Were there any favourite moments or characters you really enjoyed writing or exploring?
I loved writing about the growing and barely discernible conflict between Queen Elizabeth and Crawfie when Princess Elizabeth fell like a ton of bricks for Philip. The queen was very much against Philip: his German background was certainly against him, but he was evidently a strong character with very clearly expressed opinions, but this very determined and strong-willed queen wanted someone biddable, moldable and under her sway for her daughter. Crawfie, on the other hand, realized how important it was for the future queen to have someone she truly cared for by her side when she came to the throne. In quietly championing Elizabeth’s quest to marry Philip, Crawfie crossed a line with the queen and things only got worse between them as time went on.

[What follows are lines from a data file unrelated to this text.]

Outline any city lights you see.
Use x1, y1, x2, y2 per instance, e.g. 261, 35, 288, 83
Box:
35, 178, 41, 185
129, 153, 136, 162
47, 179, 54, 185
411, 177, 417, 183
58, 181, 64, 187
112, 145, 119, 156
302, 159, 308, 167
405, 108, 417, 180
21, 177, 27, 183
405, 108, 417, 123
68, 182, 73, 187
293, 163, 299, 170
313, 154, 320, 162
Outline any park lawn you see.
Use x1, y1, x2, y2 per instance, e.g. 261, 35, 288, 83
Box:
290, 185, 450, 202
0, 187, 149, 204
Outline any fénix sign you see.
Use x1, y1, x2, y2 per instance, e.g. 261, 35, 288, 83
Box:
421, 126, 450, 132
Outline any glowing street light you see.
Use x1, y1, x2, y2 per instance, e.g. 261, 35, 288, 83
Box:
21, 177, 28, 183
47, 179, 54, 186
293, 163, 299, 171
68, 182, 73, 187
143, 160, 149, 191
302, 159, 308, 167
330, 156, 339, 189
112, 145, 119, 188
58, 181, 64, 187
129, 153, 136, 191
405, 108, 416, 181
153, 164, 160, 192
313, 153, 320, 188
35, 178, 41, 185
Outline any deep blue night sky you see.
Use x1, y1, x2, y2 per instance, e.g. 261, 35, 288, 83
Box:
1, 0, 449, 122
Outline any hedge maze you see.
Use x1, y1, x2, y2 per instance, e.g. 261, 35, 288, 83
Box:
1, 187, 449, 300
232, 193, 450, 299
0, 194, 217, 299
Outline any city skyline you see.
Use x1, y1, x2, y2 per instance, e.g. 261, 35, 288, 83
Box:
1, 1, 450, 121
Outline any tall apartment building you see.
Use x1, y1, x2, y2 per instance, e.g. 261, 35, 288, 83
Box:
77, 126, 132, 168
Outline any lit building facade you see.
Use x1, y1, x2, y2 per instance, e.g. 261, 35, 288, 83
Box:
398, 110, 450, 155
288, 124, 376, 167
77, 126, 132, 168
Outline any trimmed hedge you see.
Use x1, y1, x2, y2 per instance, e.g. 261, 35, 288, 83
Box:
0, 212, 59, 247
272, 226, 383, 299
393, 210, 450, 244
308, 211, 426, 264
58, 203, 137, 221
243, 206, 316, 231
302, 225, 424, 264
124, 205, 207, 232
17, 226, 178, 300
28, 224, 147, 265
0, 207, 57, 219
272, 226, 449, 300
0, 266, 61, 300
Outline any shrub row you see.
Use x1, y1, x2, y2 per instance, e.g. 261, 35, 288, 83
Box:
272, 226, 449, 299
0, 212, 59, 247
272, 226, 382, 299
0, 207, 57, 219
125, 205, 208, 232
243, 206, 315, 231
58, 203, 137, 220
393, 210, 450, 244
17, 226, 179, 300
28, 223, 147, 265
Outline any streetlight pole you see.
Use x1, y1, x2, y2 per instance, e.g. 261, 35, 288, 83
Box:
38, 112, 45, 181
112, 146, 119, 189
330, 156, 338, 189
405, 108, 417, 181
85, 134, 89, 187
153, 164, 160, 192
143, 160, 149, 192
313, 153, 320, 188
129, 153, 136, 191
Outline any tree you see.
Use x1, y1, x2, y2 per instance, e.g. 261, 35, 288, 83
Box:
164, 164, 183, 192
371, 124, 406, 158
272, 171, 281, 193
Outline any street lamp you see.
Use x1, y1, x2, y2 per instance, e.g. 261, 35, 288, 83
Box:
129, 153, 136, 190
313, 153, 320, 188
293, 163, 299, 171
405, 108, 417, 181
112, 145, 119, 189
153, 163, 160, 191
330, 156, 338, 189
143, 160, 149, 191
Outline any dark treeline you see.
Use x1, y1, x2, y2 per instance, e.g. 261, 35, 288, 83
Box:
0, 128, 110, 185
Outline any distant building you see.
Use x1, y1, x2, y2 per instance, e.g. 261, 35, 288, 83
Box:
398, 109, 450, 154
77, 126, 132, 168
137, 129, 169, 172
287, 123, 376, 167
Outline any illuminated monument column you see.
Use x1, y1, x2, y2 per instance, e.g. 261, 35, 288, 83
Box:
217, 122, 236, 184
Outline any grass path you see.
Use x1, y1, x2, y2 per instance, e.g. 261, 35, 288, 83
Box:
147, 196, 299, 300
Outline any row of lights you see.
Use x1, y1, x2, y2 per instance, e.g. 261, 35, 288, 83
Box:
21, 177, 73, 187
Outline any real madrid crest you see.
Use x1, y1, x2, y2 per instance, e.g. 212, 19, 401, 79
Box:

I particularly loved casting Queen’s Elizabeth’s younger brother, David Bowes-Lyon, in the role of co-conspirator and snake in the grass. And how the two of them set about causing concern and doubt about Philip’s character.
What was the road to becoming a published author like for you?
I hate to say it but it was not a struggle. I had no idea what the world of publishing was all about, or even that it was possible to be published. I just wrote a book. Our youngest daughter went off to college and all of a sudden I had all this time on my hands! One rainy day in October in 2011 I didn’t want to look for a job, so I wrote what was to become DEATH OF A DISHONORABLE GENTLEMAN just to see if I could complete a full novel. And it consumed me.
It took me at least another year to be accepted by a literary agent. But I found Kevan Lyon and after she had straightened me up a bit and I had done some serious re-writes she sold the book in five weeks. I was absolutely blown away! I should add that the struggle is all about remaining a published author—it really keeps me on my toes!
What’s the best and the worst writing advice you have received?
The best advice: write the story. Don’t go over it as you write, just keep going. Put down the words on paper all the way to the story’s conclusion. Then you can go back and shape it. The first draft may be a bit of a mess, but the energy is there.
The worst: join a writers’ group. It was one of the most intimidating experiences, far worse than boarding school. I had to quietly creep away, otherwise I honestly don’t think I would have ever completed my first book. There was and is only one way for me to accomplish writing a book, and that is to shut myself away and immerse myself in the world I create.
What’s next for you?
Another standalone historical novel, about the dynamic and superbly talented Lucy Duff Gordon, who started a fashion empire in the late 1890s to keep her and her five year old daughter financially afloat after she was abandoned by her husband.
In a time when women from good families were expected to look beautiful and be content with producing children and running their elegant houses this woman triumphed in the competitive London world of dress making. She became the Queen of Haute Couture working under her “Lucile” and went on to open Lucile fashion houses in New York, Chicago and even Paris. She led the exquisite fashion trends of 1890s through the turn of the century, the first world war and out the other side! I was drawn to her immense courage and her resilience. Lucy is also famous for having survived the sinking of the Titanic! A DRESS OF VIOLET TAFFETA releases in the summer of 2022.
Lastly, do you have any book recommendations for our readers?
I am a huge Donna Leon fan. I love her Brunetti series set in Venice—mainly because she describes food so well and Brunetti is such a wonderfully complex and sympathetic character. Transient Desires is Leon’s 30th book, so if you have never read the Brunetti series you have many to keep you enthralled.